Conservation Easements: Crafted With Good Intentions and Now Exploited for Tax Benefits
Peter Elkind reports on the details of an underappreciated mechanism of the U.S. tax structure that relates to land use, i.e., conservation easements.
The idea seems like the perfect marriage of environmentalism and capitalism: Landowners give up their right to develop a piece of property, and in exchange they receive a special tax deduction. Nature is preserved and everybody benefits.
According to Elkind, conservation easements worked in many examples, but at some point conservation easements became motivated more by commercial reward than for any concern about the natural environment. Elkind recounts the story of the former Millstone Golf Course outside of Greenville, South Carolina, closed in 2006 and dormant until 2016.
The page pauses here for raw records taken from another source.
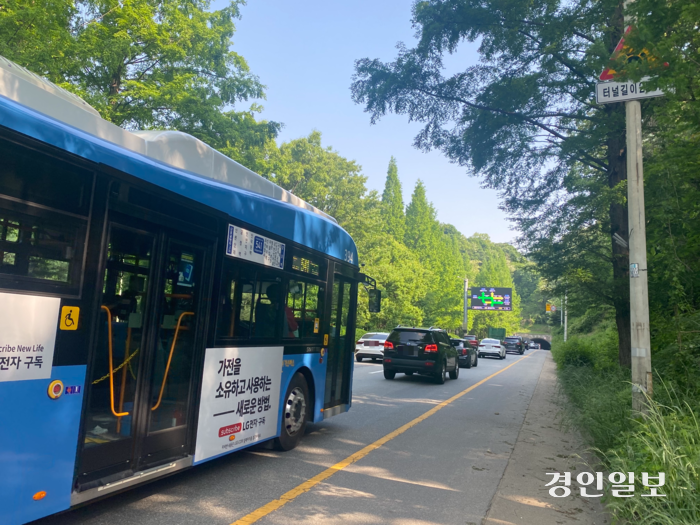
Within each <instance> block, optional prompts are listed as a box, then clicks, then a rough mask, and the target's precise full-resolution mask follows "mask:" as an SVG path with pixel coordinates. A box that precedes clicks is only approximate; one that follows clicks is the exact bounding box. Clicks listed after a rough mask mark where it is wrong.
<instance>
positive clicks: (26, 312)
mask: <svg viewBox="0 0 700 525" xmlns="http://www.w3.org/2000/svg"><path fill="white" fill-rule="evenodd" d="M60 304H61V300H60V299H58V298H56V297H40V296H36V295H19V294H11V293H0V381H23V380H28V379H48V378H49V377H51V365H52V363H53V351H54V346H55V344H56V331H57V325H58V321H59V319H58V310H59V306H60ZM67 315H68V314H67ZM64 321H65V320H64ZM69 321H71V322H73V323H77V319H72V318H71V319H69Z"/></svg>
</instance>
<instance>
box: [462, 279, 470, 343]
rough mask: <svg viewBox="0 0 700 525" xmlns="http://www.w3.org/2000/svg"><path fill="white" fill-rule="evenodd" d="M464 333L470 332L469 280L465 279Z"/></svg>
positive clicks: (462, 320) (464, 288)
Later in 2016, however, a pair of promoters appeared. They gathered investors who purchased the same parcel at the market price and, with the help of a private appraiser, declared it to be worth $41 million, nearly eight times its purchase price. Why? Because with that new valuation and a bit of paperwork, the investors were suddenly able to claim a tax deduction of $4 for each $1 they invested.
According to Elkind, those kinds of transactions have transformed conservation easements into the "single most generous charitable deduction in the tax code." If you're wondering whether it survived the Republican tax reform bill signed recently by the president, it did, according to Elkind. Moreover, President Trump has a long history of building tax shelters by using conservation easements.
The article includes a lot more examples and explanations to describe the tax shelter conservation easements have become.